First, the way in which the address was obtained and the form in which it
is maintained must be considered. Either may trigger the application of a particular
statute precluding the release of the information under Exemption 3 of the FOIA.
For example, if the address originated as IRS information it likely would have
been taken from the individual's tax return and would be prohibited from disclosure
under the Tax Reform Act of 1976, 26 U.S.C.
Traditionally, third party requests for access to addresses have been denied on the basis of FOIA Exemption 6. However, Exemption 6, perhaps more than any other FOIA exemption, permits agencies broad discretion in determining whether access is appropriate. After discerning the magnitude of the invasion of privacy which would be expected to result from a requested disclosure, a determination of any possible public benefit must be made. In this context, for example, there is a high degree of public interest in cases in which requesters seek information for child support purposes, in that the public will be benefited overall if parents support their children. Likewise, of course, agencies should be as responsive as possible to particularly urgent requests received from police or hospital authorities. Requests based upon assertions of this type of critical need, when accompanied by showings sufficient to enable agency employees to verify them, should be honored as a matter of policy.

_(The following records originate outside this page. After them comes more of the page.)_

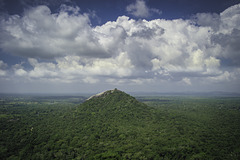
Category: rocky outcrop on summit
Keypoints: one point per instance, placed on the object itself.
(102, 94)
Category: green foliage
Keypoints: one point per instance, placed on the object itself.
(117, 126)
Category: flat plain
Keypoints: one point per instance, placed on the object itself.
(164, 127)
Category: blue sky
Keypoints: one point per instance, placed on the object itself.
(66, 46)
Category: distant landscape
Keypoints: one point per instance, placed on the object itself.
(116, 125)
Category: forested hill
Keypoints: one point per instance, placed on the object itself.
(115, 105)
(115, 125)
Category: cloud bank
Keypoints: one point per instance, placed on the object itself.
(64, 47)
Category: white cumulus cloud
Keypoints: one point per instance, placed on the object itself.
(140, 9)
(64, 47)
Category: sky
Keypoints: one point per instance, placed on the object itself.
(83, 46)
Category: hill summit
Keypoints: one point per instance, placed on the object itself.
(115, 104)
(103, 94)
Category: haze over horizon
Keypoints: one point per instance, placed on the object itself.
(64, 46)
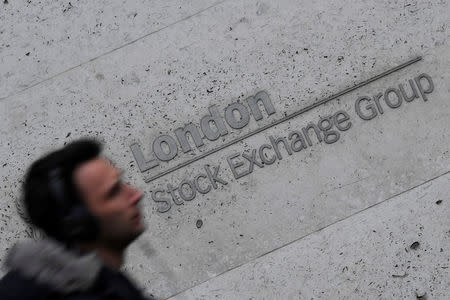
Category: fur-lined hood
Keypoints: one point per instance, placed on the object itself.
(49, 263)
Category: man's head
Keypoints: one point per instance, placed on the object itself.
(85, 184)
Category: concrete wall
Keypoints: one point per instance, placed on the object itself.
(335, 220)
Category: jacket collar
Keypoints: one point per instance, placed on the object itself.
(50, 263)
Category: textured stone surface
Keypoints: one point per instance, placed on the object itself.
(298, 52)
(398, 249)
(41, 39)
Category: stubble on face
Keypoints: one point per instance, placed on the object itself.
(112, 202)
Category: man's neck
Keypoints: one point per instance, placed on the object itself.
(111, 256)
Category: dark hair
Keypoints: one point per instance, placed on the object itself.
(42, 205)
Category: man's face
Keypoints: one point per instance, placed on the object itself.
(113, 202)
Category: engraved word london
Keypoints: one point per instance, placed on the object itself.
(237, 116)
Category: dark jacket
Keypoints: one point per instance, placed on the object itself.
(45, 270)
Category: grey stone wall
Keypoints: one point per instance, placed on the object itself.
(359, 215)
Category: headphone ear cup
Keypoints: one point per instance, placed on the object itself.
(80, 224)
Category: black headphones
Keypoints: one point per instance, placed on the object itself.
(77, 222)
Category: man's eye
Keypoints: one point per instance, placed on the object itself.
(116, 189)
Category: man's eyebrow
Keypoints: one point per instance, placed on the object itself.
(113, 188)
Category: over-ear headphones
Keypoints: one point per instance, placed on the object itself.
(77, 222)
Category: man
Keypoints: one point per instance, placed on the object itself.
(89, 217)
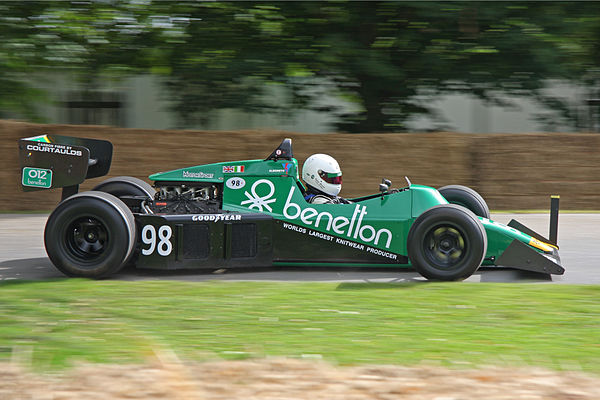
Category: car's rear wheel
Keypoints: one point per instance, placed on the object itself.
(447, 242)
(466, 197)
(90, 234)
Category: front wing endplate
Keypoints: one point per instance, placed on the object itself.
(520, 256)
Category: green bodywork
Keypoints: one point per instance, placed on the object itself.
(381, 221)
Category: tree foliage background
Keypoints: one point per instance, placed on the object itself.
(389, 59)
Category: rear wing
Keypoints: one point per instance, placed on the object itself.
(55, 161)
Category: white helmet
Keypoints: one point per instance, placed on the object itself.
(323, 173)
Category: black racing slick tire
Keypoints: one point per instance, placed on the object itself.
(126, 186)
(90, 235)
(466, 197)
(447, 243)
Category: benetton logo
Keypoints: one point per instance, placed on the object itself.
(352, 228)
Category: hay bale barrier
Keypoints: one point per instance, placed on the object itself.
(511, 171)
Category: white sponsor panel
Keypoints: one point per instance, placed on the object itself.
(216, 217)
(257, 201)
(157, 240)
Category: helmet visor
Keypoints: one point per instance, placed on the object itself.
(333, 178)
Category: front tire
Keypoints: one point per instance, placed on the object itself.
(90, 235)
(466, 197)
(447, 243)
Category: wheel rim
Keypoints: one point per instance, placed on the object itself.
(445, 246)
(87, 239)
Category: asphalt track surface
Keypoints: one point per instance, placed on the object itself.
(22, 257)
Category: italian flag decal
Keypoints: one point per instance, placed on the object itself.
(231, 169)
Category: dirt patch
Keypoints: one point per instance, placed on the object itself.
(292, 379)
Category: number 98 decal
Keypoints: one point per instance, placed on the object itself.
(157, 240)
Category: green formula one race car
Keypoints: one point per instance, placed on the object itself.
(254, 214)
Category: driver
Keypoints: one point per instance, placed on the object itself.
(323, 178)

Moreover, even where release of an address is prohibited by statute or outweighed by privacy interests, a letter or some similar type of notification to the individual sought may satisfactorily resolve the request. Some agencies routinely forward such request letters, while others send letters of their own. Under either procedure, an agency can give persons sought an opportunity to contact the requesters, while still affording them continued freedom from unwanted intrusions on their privacy.